EX-5.1 2 h40361exv5w1.htm OPINION OF JONES, WALKER, WAECHTER, POITEVENT, CARRERE & DENEGRE, L.L.P. - LEGALITY OF SECURITIES exv5w1
 

Exhibit 5.1
October 20, 2006
Superior Energy Services, Inc.
1105 Peters Road
Harvey, LA 70058
Ladies and Gentlemen:
     We have acted as counsel to you in connection with (i) the proposed merger (the “Merger”) contemplated by the Agreement and Plan of Merger, dated as of September 22, 2006 (the “Merger Agreement”), among Superior Energy Services, Inc., a Delaware corporation (“Superior”), SPN Acquisition Sub, Inc., a Delaware corporation and wholly owned subsidiary of Superior, and Warrior Energy Services Corporation, a Delaware corporation (“Warrior”) and (ii) the preparation of the Registration Statement on Form S-4 (together with all exhibits thereto, the “Registration Statement”) relating to 5,466,164 shares of Superior common stock, $0.001 par value per share (the “Shares”), issuable to holders of Warrior common stock and stock options pursuant to the Merger Agreement.
     Our opinion is based upon an examination of the Registration Statement, the Merger Agreement and such other documents as we have deemed necessary or appropriate as a basis therefore.
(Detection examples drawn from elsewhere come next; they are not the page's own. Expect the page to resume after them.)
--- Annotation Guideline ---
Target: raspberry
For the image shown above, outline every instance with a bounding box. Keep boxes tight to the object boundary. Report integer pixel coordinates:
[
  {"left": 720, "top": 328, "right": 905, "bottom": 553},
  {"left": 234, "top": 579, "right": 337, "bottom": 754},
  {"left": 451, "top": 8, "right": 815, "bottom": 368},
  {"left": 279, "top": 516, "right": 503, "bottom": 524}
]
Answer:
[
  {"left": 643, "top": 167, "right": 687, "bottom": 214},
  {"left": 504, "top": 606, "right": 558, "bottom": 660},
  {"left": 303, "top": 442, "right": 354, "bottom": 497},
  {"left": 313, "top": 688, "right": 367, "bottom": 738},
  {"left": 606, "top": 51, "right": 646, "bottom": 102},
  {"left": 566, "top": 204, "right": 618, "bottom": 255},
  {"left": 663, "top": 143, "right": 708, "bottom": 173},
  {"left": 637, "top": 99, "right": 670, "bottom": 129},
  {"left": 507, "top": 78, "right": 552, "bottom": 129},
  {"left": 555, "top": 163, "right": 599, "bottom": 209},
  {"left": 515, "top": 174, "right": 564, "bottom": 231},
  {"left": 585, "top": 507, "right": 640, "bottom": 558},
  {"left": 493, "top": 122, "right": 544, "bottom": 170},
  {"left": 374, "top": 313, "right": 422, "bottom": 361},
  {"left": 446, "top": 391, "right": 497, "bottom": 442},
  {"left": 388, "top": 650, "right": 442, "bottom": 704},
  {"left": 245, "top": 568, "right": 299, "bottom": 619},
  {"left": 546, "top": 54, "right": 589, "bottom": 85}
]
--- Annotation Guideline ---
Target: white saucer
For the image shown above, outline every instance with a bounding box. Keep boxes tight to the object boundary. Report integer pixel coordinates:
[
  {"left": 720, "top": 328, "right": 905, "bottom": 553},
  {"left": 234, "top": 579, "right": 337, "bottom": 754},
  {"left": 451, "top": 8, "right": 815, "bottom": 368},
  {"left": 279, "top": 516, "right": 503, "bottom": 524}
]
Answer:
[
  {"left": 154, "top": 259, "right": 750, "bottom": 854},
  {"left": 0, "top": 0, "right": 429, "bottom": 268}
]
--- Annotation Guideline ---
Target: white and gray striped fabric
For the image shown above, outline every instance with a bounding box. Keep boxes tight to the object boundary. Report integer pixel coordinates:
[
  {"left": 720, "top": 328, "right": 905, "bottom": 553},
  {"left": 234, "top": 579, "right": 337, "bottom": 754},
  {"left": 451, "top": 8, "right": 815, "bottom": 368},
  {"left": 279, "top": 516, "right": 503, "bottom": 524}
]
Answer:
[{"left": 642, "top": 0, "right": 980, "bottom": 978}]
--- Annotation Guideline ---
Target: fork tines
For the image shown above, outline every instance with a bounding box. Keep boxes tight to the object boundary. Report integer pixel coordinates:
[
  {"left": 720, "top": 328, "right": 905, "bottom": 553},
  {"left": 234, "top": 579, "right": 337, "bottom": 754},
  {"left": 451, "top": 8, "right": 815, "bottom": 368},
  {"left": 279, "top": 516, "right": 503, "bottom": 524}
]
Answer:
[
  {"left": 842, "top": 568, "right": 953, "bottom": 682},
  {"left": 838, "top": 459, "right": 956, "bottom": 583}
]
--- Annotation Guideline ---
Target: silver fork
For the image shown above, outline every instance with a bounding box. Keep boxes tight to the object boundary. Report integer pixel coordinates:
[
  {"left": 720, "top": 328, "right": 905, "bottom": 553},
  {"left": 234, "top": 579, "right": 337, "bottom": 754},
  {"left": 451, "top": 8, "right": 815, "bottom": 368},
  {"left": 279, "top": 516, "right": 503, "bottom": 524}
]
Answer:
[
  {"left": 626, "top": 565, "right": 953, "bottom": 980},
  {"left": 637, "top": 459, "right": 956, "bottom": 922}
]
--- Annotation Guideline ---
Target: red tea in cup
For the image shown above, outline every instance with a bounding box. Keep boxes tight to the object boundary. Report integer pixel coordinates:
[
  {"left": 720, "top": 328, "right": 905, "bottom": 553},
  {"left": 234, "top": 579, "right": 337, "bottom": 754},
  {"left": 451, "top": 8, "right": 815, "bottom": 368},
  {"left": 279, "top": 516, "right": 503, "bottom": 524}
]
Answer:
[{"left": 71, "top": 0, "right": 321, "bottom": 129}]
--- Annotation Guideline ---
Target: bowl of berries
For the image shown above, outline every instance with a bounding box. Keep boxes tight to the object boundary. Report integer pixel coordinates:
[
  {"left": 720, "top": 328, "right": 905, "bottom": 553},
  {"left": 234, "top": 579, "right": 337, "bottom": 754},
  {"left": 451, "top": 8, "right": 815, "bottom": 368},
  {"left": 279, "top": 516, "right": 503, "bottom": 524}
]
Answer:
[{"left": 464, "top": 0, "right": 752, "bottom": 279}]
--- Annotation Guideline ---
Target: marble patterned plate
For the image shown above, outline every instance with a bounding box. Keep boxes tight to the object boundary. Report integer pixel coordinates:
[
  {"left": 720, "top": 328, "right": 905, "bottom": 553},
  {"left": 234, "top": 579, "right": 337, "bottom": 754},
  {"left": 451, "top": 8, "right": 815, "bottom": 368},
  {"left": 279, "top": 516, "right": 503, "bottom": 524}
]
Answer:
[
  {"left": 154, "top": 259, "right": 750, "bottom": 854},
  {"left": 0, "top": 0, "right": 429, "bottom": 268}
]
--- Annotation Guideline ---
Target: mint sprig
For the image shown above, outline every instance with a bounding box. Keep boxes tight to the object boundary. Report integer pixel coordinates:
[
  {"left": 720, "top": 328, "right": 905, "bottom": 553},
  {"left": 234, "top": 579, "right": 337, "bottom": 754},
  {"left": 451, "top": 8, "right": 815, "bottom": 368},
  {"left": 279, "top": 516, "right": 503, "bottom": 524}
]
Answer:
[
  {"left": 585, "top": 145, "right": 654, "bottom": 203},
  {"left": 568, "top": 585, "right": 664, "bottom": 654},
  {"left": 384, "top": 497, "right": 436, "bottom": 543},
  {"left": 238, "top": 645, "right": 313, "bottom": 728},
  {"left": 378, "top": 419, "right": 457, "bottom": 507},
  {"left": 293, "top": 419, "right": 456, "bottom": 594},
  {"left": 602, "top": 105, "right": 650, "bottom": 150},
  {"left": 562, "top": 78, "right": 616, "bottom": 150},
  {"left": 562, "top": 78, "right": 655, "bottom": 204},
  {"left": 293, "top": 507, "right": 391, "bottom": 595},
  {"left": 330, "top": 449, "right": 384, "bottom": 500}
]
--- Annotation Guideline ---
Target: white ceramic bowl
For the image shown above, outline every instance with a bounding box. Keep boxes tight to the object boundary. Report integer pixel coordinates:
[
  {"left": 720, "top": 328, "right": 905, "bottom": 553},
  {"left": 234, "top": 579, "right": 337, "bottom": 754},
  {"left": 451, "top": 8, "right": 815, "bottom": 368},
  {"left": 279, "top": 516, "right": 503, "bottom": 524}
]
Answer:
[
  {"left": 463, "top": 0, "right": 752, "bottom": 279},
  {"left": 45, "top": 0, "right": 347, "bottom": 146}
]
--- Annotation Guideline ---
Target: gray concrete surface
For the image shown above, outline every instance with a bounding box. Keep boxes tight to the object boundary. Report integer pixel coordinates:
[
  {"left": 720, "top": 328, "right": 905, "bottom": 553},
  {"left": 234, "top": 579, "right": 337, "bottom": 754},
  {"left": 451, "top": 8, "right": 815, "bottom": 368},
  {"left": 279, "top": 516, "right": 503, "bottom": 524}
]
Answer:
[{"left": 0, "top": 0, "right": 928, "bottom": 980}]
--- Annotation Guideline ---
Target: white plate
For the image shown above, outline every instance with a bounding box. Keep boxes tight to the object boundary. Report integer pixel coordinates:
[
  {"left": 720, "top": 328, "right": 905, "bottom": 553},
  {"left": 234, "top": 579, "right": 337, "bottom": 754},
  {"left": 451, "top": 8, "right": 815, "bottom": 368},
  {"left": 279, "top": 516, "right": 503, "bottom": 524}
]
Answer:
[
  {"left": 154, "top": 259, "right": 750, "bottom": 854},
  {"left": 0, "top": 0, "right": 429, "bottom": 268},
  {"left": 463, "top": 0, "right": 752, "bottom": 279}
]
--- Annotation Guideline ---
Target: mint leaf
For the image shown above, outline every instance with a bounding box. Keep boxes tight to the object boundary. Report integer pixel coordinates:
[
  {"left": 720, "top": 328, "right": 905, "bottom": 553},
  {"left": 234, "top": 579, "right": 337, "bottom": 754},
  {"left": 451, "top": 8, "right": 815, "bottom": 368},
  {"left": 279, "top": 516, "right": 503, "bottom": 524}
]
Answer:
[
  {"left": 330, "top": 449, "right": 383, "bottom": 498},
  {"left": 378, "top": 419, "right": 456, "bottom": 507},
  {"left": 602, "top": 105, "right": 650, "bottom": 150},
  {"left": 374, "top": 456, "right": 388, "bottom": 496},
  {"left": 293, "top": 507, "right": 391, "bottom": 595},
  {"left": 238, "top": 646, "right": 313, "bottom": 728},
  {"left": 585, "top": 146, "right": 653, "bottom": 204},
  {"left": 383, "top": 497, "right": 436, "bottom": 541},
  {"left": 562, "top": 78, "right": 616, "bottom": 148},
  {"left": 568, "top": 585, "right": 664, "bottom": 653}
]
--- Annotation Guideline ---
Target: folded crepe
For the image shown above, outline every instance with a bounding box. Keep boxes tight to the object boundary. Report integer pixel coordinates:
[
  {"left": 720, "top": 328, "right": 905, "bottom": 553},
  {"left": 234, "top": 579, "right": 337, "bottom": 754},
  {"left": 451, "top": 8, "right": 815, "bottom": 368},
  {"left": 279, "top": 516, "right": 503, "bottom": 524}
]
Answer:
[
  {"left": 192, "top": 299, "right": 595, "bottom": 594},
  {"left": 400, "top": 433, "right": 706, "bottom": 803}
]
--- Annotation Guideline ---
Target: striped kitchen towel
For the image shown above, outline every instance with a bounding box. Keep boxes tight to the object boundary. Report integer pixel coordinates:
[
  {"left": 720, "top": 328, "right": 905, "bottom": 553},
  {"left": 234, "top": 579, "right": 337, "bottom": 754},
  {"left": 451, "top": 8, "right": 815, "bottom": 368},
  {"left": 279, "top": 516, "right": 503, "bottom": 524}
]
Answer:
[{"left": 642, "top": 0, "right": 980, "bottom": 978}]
In conducting our examination, we have assumed the legal capacity of all natural persons, the genuineness of all signatures, the authenticity of all documents submitted to us as originals, the conformity to original documents of all documents submitted to us as certified, conformed, or photostatic copies, and the authenticity of the originals of such copies.
     Based upon and subject to the foregoing, we are of the opinion that the Shares are duly authorized and when issued in accordance with the terms of the Merger Agreement will be legally issued, fully paid and nonassessable.
     We hereby consent to the filing of this opinion with the SEC as an exhibit to the Registration Statement and to the use of our name under the heading entitled “Legal Matters”. In giving such consent, we do not thereby admit that we are in the category of persons whose consent is required under Section 7 of the Securities Act of 1933 or the rules or regulations of the SEC promulgated thereunder.
Very truly yours,
/s/ Jones, Walker, Waechter, Poitevent, Carrère & Denègre, L.L.P.
 
Jones, Walker, Waechter, Poitevent, Carrère & Denègre, L.L.P.